Early TSSM infestation at a relatively low infestation pressure resulted in about 10% of the genes being differentially expressed. Likewise, little more than 10% of the putatively annotated TF genes significantly changed expression upon TSSM infestation. As TFs are key regulators of plant gene expression and often connect (hormonal) signalling pathways to biosynthetic pathways, identification of TF genes among the TSSM-induced DEGs may help to understand the complexity of the defence regulatory networks. The divergence of the expression patterns of DEGs responsive to different organisms are expected to have consequences for the expression of the target genes of the TFs. However, the number of TF genes induced by both TSSM and DM was higher than the number that showed opposite expression patterns. These commonly upregulated TF genes are most likely involved in a shared basal response of cucumber to biotic stress. Similar, considerable overlap in transcriptional changes was induced in Arabidopsis by infection by the pathogenic leaf-infecting bacterium, Pseudomonas syringae pv. tomato, and the pathogenic leaf-infecting fungus Alternaria brassicicola, and feeding by the chewing caterpillar Pieris rapae, the cell-content feeding thrips Frankliniella occidentalis and the phloem-sucking aphid Myzus persicae (De Vos et al. 2005).
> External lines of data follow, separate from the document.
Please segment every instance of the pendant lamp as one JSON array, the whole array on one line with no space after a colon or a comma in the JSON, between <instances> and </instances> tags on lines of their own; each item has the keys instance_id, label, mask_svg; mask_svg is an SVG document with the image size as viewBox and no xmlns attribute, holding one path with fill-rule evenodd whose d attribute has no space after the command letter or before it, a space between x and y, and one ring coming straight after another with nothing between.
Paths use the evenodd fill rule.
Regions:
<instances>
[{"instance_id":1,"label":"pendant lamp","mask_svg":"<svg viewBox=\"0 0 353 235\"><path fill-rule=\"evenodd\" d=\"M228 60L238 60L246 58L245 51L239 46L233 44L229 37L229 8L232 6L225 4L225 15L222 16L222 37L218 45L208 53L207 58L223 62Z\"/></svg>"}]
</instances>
Enrichment analysis in the promoters of the DEGs implies that TSSM-induced DEGs are very likely recognized and regulated by MYB, bHLH and AP2/ERF TFs. WRKY, AP2/ERF, bHLH and MYB TF genes were most responsive to TSSM and are reported to encode important TFs in plant defence (Seo and Choi 2015). MYBs, bHLHs and ERFs were the most regulated TF gene families in TSSM-infested tomato representing about 8.8% of DEGs (Martel et al. 2015). About 21% of the genes encoding WKRYs in the cucumber genome were responsive to infestation, making the WRKYs the most affected TF family. WRKY TFs play a pivotal role in various developmental process, abiotic stresses and biotic stresses (Eulgem and Somssich 2007) of which their role in defence against plant pathogens is well documented while little is known about their role in defence against herbivory. WRKY3 and WRKY6 co-ordinately regulate defence in N. attenuata to herbivores in a JA-dependent way (Skibbe et al. 2008). In contrast to the relative contribution of TSSM-regulated WRKY TF genes in cucumber (14 out of 119 TF genes, 11.8%), only nine WRKYs (out of 187, 4.8%) were regulated in tomato in response to TSSM.
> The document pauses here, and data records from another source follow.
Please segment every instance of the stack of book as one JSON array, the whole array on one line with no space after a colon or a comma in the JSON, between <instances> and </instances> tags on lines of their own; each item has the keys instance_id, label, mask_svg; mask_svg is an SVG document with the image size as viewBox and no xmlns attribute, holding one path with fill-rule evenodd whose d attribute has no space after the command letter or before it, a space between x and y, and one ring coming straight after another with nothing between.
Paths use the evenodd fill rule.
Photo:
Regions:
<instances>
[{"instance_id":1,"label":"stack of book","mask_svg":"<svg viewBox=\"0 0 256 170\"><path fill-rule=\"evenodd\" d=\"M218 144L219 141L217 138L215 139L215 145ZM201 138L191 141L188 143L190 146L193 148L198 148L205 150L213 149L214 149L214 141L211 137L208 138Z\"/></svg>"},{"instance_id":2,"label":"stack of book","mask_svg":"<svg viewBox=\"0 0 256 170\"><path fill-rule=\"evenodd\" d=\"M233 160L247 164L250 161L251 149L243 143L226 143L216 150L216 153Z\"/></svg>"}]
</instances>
Induction of the expression of MYB TF genes in response to herbivory was observed in Arabidopsis (Gigolashvili et al. 2007) and N. attenuata (Kaur et al. 2010). Multiple identified MYB TFs affect biosynthesis of defensive secondary metabolites by regulating the expression of associated biosynthesis genes (Gigolashvili et al. 2007; Gális et al. 2006; Kaur et al. 2010; Onkokesung et al. 2014). Cucumber TF genes that co-expressed with CsTPSs include four MYBs. Furthermore, two MYBs have an almost similar expression pattern as CsLOX, suggesting that these MYBs play an essential role in the regulation of herbivore-induced volatile (terpenoids and GLVs) formation in cucumber.
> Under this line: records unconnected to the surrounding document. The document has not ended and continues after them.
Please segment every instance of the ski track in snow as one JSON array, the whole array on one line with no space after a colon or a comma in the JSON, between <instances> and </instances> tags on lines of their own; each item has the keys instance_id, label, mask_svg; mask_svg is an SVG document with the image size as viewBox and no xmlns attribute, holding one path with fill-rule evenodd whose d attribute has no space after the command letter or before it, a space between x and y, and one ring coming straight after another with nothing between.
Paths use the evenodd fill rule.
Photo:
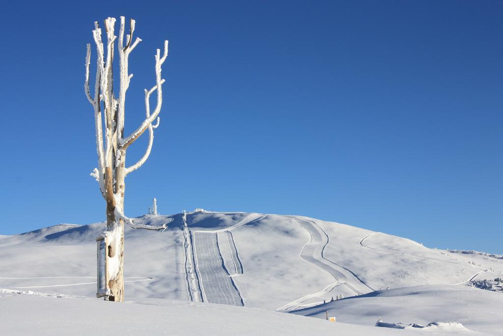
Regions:
<instances>
[{"instance_id":1,"label":"ski track in snow","mask_svg":"<svg viewBox=\"0 0 503 336\"><path fill-rule=\"evenodd\" d=\"M306 261L327 272L336 279L336 282L329 285L320 292L297 299L278 308L277 310L295 310L297 307L302 306L302 304L306 301L313 297L325 295L332 291L335 287L340 285L347 286L357 295L374 290L358 278L358 276L351 270L339 265L324 257L325 248L328 244L329 238L326 233L315 222L307 219L296 217L290 217L290 218L297 222L309 234L309 241L302 246L299 253L300 256ZM348 278L359 288L355 288L354 286L348 283Z\"/></svg>"},{"instance_id":2,"label":"ski track in snow","mask_svg":"<svg viewBox=\"0 0 503 336\"><path fill-rule=\"evenodd\" d=\"M409 255L410 256L416 257L417 258L423 258L424 259L429 259L430 260L436 260L436 261L441 261L442 262L450 262L451 263L456 264L456 265L459 265L460 266L465 266L465 267L466 266L466 264L460 263L459 262L456 262L456 261L451 261L451 260L442 260L441 259L436 259L435 258L432 258L432 257L425 257L425 256L424 256L423 255L418 255L417 254L411 254L411 253L404 253L404 252L395 252L394 251L388 251L387 250L382 250L382 249L379 249L379 248L375 248L374 247L371 247L370 246L369 246L368 245L365 245L363 243L363 241L364 240L365 240L366 239L367 239L367 238L368 238L370 236L371 236L372 235L374 234L375 233L377 233L377 232L372 232L372 233L369 233L369 234L368 234L366 236L365 236L365 237L364 237L363 238L362 238L362 240L360 241L360 244L361 245L362 245L362 246L363 246L364 247L366 247L367 248L370 248L370 249L371 249L371 250L374 250L375 251L379 251L380 252L386 252L388 253L394 253L395 254L401 254L402 255ZM478 267L475 267L474 266L472 266L472 267L473 267L474 268L478 268ZM479 268L479 270L480 270L480 268ZM473 280L473 279L474 279L477 277L477 276L478 276L479 274L481 274L482 273L484 273L485 272L486 272L486 270L482 270L482 271L478 272L478 273L476 273L476 274L475 274L473 276L472 276L471 278L470 278L469 280L467 280L466 281L463 281L463 282L461 282L459 283L458 284L454 284L453 285L452 285L451 286L456 286L457 285L461 285L461 284L465 284L465 283L466 283L467 282L470 282L470 281L471 281L472 280Z\"/></svg>"},{"instance_id":3,"label":"ski track in snow","mask_svg":"<svg viewBox=\"0 0 503 336\"><path fill-rule=\"evenodd\" d=\"M204 301L204 290L198 272L197 257L194 246L194 238L187 224L188 213L183 214L184 222L184 273L189 300L196 302Z\"/></svg>"},{"instance_id":4,"label":"ski track in snow","mask_svg":"<svg viewBox=\"0 0 503 336\"><path fill-rule=\"evenodd\" d=\"M240 276L243 274L243 265L241 263L239 259L239 255L237 253L237 249L236 248L236 243L234 241L234 236L230 231L225 231L227 236L227 243L229 244L229 247L230 248L230 253L232 258L232 262L234 263L234 267L235 271L234 276Z\"/></svg>"},{"instance_id":5,"label":"ski track in snow","mask_svg":"<svg viewBox=\"0 0 503 336\"><path fill-rule=\"evenodd\" d=\"M201 231L195 231L194 234L194 252L204 289L204 301L210 303L244 305L239 291L224 264L217 234Z\"/></svg>"},{"instance_id":6,"label":"ski track in snow","mask_svg":"<svg viewBox=\"0 0 503 336\"><path fill-rule=\"evenodd\" d=\"M244 305L239 289L232 279L232 277L243 274L243 266L230 231L267 216L267 215L252 214L231 226L213 230L191 230L187 224L186 217L184 217L184 225L192 237L192 248L195 265L193 269L198 279L202 301L235 306ZM224 233L234 265L235 272L232 275L230 270L225 266L218 241L219 234L221 237ZM226 248L226 245L222 248Z\"/></svg>"}]
</instances>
The bHLH family in cucumber is smaller than the MYB family but relatively more genes in this family were responsive to TSSM. Functional characterisation of AtMYC2 (with a bHLH domain) showed that it can up-regulate a group of genes and suppress another group of genes that both are involved in the JA signalling pathway (Lorenzo et al. 2004; Dombrecht et al. 2007). Moreover, a triple mutant of Arabidopsis lacking functional AtMYC2, AtMYC3, and AtMYC4 became extremely susceptible to the generalist herbivore Spodoptera littoralis (Schweizer et al. 2013). MYCs can interact with each other as well as with other proteins such as JAZ to control the regulatory nodes of plant processes involved in induced defences (Fernandez-Calvo et al. 2011). Considering that the cucumber response to TSSM also involves changes in the concentration of JA and changes in the expression of JA-regulated genes, it suggests that the bHLHs identified among the DEGs may be involved in these processes.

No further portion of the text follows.